New Publications For Four Faces Of NZ Art
Hot Off The Press
- New Publications For
Four Faces
Of New Zealand Art
Three new publications will soon join the City Gallery’s growing list of high quality visual arts publications: Rita Angus - ‘live to paint and paint to live’; A Tourist in Paradise Lost: The Art of Michael Illingworth; and Gavin Hipkins: The Homely. They accompany the three exhibitions of the same name, and will be launched at the formal opening of the Four Faces of New Zealand Art series on 13 July.
City Gallery Wellington is New Zealand’s leading publisher in the visual arts, and has produced a number of award-winning catalogues and books. The three new publications follow the recent shortlisting of the book Parihaka - The Art of Passive Resistance, in the 2001 Montana New Zealand Book Awards.
Rita Angus: ‘live to
paint and paint to live’
Rita Angus is one of New
Zealand’s best known artists, yet the only publication on
her work - a 1983 exhibition publication - is long out of
print. This new book offers a fresh insight into the
artist’s working life, and explores recurrent themes and
ideas in her painting. Rita Angus features 24 full colour
plates and essays by Jill Trevelyan and curator Vita
Cochran. Jointly published by City Gallery Wellington, the
Hocken Library, University of Otago, and award-winning book
publisher Godwit / Random House. Also available from all
good bookshops. RRP $29.95.
A Tourist in Paradise Lost:
The Art of Michael Illingworth
Accompanying the major
survey exhibition of the same name, this publication
provides important new research and commentary on a
previously little-documented artist, and positions him as a
major figure in New Zealand’s art history. It features
essays by exhibition curators Damian Skinner and Aaron
Lister; and poet Kevin Ireland, a long-standing friend of
Illingworth, along with 16 colour plates, colour and black
and white photographs of the artist, and a chronology.

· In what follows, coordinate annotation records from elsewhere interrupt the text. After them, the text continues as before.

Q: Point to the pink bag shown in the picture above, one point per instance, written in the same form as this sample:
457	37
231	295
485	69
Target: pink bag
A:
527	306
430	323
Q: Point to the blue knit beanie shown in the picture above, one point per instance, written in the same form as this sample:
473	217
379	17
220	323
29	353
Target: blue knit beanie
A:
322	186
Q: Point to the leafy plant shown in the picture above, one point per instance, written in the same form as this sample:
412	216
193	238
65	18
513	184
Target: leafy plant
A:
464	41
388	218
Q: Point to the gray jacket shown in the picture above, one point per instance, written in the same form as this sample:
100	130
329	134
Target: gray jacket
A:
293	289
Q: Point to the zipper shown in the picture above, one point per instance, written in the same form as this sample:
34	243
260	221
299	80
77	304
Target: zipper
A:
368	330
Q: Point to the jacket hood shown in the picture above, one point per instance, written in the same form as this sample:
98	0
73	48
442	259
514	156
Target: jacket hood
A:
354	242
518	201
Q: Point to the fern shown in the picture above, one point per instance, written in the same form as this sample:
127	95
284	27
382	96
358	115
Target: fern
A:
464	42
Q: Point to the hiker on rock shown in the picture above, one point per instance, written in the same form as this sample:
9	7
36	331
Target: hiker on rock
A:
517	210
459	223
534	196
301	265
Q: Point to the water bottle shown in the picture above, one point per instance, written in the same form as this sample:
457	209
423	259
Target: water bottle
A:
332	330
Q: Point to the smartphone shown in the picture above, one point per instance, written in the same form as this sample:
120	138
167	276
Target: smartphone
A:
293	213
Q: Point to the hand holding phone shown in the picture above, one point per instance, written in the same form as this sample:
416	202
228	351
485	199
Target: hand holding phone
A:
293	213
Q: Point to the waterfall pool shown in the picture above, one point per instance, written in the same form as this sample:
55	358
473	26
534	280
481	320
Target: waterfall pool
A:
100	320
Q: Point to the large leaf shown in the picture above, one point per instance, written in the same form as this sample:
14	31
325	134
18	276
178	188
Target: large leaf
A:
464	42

Published by City Gallery Wellington. $24.95.
Gavin
Hipkins: The Homely
Gavin Hipkins emerged in the 1990s as
one of New Zealand’s foremost young photographers. This
48-page illustrated publication follows the artist’s concept
of the project as a ‘post-colonial Gothic novel’. It
contains 16 colour plates of artworks, along with several
black and white images, and three essays exploring the New
Zealand and international contexts of his work. With
generous support from Creative New Zealand. $14.95.